Now to the other 7. The following list is likely to be refined over time, which is not to say these are stabs in the dark either. But enough of my yappin: 

10K+ is not so much for the ultimate bonding experience

And around 5K for the world's fastest cargo bike seems fair as well.

There's something mad about mountain biking, and something mad about Jeff Jones too, who builds titanium frames and forks that act like titanium springs. Since the end goal of mountain biking, we all know, is to look down from above at our corpses being stretchered from gorges, we should each approach mountain biking with due reverence, I suggest, on 10K+ dream bikes like Jones's, designed to spring back for our sons to inherit.

After going nuts up the bush, put on your best powder blue linen suit and roll out for coffee with a friend on this classic dutch crossframe.

And don't just buy your friend coffee. Set her up on her very own granny bike, one that will not muddy her hems—with thanks to the girls from the lets go ride a bike blog, that has inspired me to start my own blog.

Complete the Dutch theme with an original bakfiet to leave parked in front of your house and thus silence all of your Prius and Smartcar driving middleclass neighbours.

Finally, do not leave your 3 year old accoutrement at granny's place. Parade it (her/him) on his or her own piece of titanium.

To this list we might add one fixie, one time trial machine and maybe a sub 6kg carbon road bike, but personally, I would feel uneasy about owning so many bikes.

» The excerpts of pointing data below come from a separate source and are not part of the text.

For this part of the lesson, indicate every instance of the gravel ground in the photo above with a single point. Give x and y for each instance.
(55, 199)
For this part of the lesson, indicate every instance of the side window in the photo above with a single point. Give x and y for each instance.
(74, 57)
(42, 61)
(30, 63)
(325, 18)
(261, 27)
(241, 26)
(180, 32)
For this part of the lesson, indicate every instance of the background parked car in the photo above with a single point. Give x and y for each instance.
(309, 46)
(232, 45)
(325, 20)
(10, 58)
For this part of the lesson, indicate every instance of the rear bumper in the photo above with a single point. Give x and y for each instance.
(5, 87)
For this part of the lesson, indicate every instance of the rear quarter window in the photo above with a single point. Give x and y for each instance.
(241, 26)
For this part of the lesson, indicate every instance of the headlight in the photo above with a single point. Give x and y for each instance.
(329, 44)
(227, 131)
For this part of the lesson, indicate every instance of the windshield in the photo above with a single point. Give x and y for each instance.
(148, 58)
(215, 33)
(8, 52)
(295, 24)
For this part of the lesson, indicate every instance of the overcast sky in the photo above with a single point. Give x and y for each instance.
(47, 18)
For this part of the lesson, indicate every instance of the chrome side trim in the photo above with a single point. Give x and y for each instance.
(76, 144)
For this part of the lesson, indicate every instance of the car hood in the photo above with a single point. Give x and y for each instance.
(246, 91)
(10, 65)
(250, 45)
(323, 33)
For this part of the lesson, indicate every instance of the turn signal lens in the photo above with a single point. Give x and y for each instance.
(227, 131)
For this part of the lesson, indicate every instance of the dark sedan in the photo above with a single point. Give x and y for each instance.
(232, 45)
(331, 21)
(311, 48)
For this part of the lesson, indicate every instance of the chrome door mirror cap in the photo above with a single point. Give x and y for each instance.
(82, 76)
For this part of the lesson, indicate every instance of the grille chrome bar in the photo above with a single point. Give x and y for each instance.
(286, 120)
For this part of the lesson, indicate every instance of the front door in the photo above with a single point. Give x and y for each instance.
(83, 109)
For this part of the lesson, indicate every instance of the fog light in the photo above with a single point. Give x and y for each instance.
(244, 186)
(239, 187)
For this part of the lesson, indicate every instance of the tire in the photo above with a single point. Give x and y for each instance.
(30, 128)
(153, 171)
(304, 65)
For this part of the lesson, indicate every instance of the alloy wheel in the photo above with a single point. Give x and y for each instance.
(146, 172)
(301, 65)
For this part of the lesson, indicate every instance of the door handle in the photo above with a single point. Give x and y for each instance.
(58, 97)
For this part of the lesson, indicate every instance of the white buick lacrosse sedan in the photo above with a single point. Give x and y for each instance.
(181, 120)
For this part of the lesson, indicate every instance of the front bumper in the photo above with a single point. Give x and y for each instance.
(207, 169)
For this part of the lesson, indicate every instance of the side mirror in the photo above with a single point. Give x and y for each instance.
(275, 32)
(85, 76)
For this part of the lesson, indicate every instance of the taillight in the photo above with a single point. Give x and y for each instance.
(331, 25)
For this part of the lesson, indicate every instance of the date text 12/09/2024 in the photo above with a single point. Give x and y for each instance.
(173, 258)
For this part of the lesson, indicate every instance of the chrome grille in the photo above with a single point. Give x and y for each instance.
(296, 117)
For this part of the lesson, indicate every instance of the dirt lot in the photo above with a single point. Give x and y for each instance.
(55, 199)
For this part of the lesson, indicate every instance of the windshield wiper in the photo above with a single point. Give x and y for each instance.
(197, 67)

An air of restraint should inform ones moving to be truly behooving.  

So there is the list, and there is the plan. Along the way I will convince my local council to stop treating the city center as one giant car park and let it be the pre-car city it once was, with walk-up apartments with no basement parking, etceter. I will convert my street into a garden, with no garage doors or on-street parking; my neighbours and I will all voluntarily remit our residents' permits. I will no doubt patch lots of flats. I will buy clothes to match every bike. I will show you all how to live your lives better and be worthy, like me.